Una sfida complessa ma necessaria
Abbandonare il sistema energetico basato sui combustibili fossili è una sfida terribilmente complessa, anche per chi è convinto sia necessaria. Come abbiamo avuto modo di raccontare, è sui combustibili fossili che si regge il nostro sistema energetico e, in ultima analisi, la società in cui viviamo. Sradicare questo sistema è necessario, ma dobbiamo essere consapevoli che ciò apporterà dei cambiamenti radicali anche nel tessuto socio-economico. Dobbiamo procedere con cautela, perché altrimenti il rischio di effetti collaterali – basti pensare, per esempio, ai lavoratori del settore di produzione del carbone o del petrolio, o ai potenziali rischi per la biodiversità ed il consumo di suolo causati dalle bioenergie – è elevatissimo. E allo stesso tempo dobbiamo fare scelte rapide, perché siamo in corsa contro il tempo.
Siamo all’affannosa ricerca di un equilibrio difficilissimo da trovare. Per questo motivo la discussione attorno alla transizione energetica, o quantomeno attorno alle modalità con la quale essa dovrà avvenire, è viva e di importanza capitale. Permangono diversi dubbi di cui avremo modo di discutere: basteranno le energie rinnovabili a sostenere la domanda di energia in crescita esponenziale? che ruolo dovremmo dare all’energia nucleare? arriverà presto una tecnologia in grado di cambiare le carte in tavola? sarà necessario pensare ad una fase transitoria tra il fossile e le rinnovabili dominata dal gas naturale?
Abbiamo due certezze. La prima è che la transizione energetica non sta avvenendo alla velocità necessaria a fermare l’aumento della temperatura della Terra. La seconda è che in questa selva oscura di domande dovremmo farci largo a suon di scelte nette e coraggiose. I leader mondiali, quando si incontreranno per negoziare nuovi accordi. I governi e i parlamenti nazionali e locali, quando dovranno adottare misure che facilitino la transizione. Noi, quando suona la sveglia, accendiamo la luce, mettiamo la moka sui fornelli e ci avviamo a passo svelto verso un’altra giornata di lavoro.

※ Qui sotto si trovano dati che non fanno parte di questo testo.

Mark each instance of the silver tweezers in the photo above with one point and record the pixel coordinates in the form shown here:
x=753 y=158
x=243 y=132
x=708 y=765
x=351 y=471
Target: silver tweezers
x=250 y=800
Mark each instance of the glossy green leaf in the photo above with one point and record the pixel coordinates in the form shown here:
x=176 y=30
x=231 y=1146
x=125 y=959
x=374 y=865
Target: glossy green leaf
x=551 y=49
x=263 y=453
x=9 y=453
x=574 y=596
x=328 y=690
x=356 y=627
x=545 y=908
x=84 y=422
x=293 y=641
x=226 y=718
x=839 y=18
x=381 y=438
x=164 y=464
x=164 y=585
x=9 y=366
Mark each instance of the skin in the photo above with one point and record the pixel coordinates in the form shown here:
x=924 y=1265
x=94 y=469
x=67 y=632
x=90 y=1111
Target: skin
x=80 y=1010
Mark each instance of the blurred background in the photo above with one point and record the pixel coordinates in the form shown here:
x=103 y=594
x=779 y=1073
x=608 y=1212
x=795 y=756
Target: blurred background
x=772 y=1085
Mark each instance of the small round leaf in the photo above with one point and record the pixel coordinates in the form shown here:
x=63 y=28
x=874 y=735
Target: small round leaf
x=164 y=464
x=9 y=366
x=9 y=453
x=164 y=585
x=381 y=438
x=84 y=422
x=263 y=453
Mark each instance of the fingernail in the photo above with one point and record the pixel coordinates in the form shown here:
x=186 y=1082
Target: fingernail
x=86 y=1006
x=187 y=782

*Questa è la seconda parte di “La transizione energetica, ieri e oggi”. La prima parte dell’articolo, incentrata sulle transizioni energetiche del passato, potete leggerla qui.
…è possibile accumulare energia elettrica dentro ad un bollitore a resistenza… o pompando acqua in alto in caso di eccedenza di energia e farla ricadere all occorrenza…

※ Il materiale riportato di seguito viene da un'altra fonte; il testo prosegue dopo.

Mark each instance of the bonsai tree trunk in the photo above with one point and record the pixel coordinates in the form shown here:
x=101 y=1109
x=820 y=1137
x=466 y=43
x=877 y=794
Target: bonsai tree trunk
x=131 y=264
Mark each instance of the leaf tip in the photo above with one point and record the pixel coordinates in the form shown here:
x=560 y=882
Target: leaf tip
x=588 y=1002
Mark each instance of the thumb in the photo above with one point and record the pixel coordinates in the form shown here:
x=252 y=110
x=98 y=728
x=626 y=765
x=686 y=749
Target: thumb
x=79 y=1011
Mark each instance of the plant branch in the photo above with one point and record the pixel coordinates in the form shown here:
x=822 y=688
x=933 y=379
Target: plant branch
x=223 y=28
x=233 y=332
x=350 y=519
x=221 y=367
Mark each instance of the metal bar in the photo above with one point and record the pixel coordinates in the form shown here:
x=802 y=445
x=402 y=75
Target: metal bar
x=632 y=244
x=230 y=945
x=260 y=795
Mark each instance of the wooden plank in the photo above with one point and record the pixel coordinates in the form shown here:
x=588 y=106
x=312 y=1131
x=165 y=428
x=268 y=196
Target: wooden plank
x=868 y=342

…si può produrre energia anche tramite lavoro meccanico umano (palestre, carceri, ecc.)…
Insomma, non mi sembrate troppo preparati in materia.
Saluti
Gentile Max,
grazie del commento. Siamo consapevoli che esistano molti metodi di produrre energia; questo articolo contava di presentarne i più significativi.

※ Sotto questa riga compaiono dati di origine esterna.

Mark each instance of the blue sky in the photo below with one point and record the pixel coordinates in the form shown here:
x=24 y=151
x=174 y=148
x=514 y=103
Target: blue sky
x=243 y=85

L’accumulo di energia da te citato rientra all’interno di sistemi produzione esistenti (rinnovabili e non); l’energia da lavoro meccanico è in studio in contesti in cui si possano sfruttare “perdite” di lavoro (come gli spostamenti d’aria in autostrada), perché per il resto non è neanche lontanamente paragonabile alle altre fonti di energia.
Nel limite della nostra capacità, cerchiamo sempre di approfondire gli aspetti che meritano attenzione nella questione climatica. Speriamo di continuare a farlo anche grazie alle tue osservazioni.